Real-time Disparity Map Reconstruction with On-board FPGA by Semi-global Matching and Weighted Least Square Filtering

Pengfei Wang, Zhi Gao, Hailong Qin, Myo Tun Aung, Xudong Cheng, Mingjie Lao, Feng Lin, Swee Huat Rodney Teo
1. Temasek Laboratories, National University of Singapore
2. Roadstar.ai
3. Carnegie Mellon University

ABSTRACT

In this paper, we propose a real-time disparity map estimation framework on FPGA, combined with an effective post-processing method. Given the input stream of stereo image pairs, a semi-global matching based framework is implemented on the FPGA to estimate the disparity in real-time. The generated disparity map is refined with a weighted least square (WLS) filtering method. The experiments show that the disparity map can be reconstructed in real-time. In addition, the weighted least square filtering based post-processing can significantly improve the accuracy of the disparity map and remove large estimation errors.

1 INTRODUCTION

Stereo Vision, resulting in the knowledge of depth information in a scene, is of great importance in the field of robotics vision.
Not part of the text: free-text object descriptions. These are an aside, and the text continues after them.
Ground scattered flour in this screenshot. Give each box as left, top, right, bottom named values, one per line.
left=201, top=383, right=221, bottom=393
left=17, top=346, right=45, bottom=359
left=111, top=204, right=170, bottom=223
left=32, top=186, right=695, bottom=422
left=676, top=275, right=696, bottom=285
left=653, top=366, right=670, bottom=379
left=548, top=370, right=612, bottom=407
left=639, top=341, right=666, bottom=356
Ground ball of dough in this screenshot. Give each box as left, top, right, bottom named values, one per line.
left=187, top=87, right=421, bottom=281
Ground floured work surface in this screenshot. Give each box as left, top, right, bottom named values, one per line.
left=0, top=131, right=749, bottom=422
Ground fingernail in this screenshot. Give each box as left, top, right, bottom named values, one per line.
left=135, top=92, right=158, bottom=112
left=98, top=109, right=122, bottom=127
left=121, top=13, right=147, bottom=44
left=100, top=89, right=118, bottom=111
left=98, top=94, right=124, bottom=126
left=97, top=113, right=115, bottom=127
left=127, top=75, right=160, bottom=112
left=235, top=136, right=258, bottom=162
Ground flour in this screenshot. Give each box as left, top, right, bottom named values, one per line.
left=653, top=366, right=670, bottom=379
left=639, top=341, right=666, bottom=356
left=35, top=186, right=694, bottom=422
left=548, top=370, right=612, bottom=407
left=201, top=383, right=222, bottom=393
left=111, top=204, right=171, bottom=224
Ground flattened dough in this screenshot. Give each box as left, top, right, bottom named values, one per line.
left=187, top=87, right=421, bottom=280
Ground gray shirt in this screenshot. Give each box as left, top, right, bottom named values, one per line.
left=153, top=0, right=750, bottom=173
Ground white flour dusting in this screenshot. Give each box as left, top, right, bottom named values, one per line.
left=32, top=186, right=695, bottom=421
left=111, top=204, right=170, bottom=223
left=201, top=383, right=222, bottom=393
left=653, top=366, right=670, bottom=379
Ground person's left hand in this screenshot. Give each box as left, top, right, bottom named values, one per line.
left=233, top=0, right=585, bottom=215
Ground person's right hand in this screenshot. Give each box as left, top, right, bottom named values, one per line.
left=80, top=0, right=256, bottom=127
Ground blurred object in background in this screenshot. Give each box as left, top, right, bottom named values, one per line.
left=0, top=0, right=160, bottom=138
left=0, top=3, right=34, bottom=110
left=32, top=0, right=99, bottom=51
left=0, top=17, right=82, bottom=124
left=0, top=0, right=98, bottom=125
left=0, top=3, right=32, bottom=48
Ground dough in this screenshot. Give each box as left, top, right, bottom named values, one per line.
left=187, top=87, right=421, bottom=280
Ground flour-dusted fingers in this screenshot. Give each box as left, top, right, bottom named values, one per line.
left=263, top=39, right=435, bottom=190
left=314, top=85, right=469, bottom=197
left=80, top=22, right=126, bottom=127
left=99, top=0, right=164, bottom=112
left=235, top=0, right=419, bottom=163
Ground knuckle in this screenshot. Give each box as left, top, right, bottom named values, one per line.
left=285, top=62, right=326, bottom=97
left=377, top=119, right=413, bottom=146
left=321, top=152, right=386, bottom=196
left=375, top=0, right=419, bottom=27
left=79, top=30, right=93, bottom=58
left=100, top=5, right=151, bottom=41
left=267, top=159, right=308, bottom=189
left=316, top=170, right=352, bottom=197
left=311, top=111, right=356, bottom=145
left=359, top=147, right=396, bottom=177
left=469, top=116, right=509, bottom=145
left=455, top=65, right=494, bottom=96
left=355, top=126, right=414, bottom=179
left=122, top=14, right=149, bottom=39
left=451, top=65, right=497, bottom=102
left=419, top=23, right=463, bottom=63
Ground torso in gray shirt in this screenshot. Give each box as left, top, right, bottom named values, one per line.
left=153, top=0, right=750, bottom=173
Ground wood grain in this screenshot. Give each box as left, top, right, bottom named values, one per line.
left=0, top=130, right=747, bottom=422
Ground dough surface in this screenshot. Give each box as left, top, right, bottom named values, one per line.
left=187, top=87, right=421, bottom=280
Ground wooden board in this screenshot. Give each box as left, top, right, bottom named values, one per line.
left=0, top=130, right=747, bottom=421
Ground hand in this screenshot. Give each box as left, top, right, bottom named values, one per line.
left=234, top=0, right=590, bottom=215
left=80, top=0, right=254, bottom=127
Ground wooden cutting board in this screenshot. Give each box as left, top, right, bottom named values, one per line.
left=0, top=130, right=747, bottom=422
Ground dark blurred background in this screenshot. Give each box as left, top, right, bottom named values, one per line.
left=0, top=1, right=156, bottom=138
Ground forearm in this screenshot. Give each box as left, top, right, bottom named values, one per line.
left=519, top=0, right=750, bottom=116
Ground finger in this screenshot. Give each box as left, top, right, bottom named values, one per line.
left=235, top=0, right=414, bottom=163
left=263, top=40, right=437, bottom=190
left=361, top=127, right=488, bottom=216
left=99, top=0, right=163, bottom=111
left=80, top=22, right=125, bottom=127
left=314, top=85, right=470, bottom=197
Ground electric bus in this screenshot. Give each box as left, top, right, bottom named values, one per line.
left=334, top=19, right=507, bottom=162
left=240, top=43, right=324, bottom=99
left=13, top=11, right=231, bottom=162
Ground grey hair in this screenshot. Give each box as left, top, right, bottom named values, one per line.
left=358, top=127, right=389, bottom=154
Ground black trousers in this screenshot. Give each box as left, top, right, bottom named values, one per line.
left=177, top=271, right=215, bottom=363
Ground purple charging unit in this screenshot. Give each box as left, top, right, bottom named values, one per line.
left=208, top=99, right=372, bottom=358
Generally speaking, if the two images are rectified, matching pixels reside on corresponding horizontal lines. For each pixel $p_l(x, y)$ in the left image, its possible matching pixel is $p_r(x - d, y)$, where $d$ is the disparity for the matched pixels. The searching range of disparity is $[0, d_{max}]$, where $d_{max}$ is the maximum disparity, as shown in Fig. 1. The disparity map is composed by the disparity value. Once we get the disparity map, the depth of scenery can be calculated by a simple equation $z = fb/d$, where $b$ is the baseline, $f$ is the focal length. The algorithms for disparity estimation can be generally classified into three categories according to the matching cost, local method, global method and semi-global method. Block matching is one of the typical kind of local method, the matching cost is a summation of the difference within a small neighbourhood of each pixel in the left and right image. Local methods are often sensitive to noise. Global methods treat disparity estimation as a multi-label problem and construct a 2D graph optimized by algorithms of graph cut [1] or belief propagation [2, 3, 4]. Semi-global methods [5] are also used to approximate the NP-hard 2D graph as independent scan-lines and leverages dynamic programming to aggregate the matching cost. Global algorithms typically do not perform an aggregation step, but rather seek a disparity assignment (step 3) that minimizes a global cost function that combines data (step 1) and smoothness terms. While the 2D-optimization can be shown to be NP-hard for common classes of smoothness functions [6], dynamic programming can find the global minimum for independent scanlines in polynomial time. Semi-global method is our choice for disparity estimation as it has both high computation efficiency and accuracy, compared to local methods and global methods.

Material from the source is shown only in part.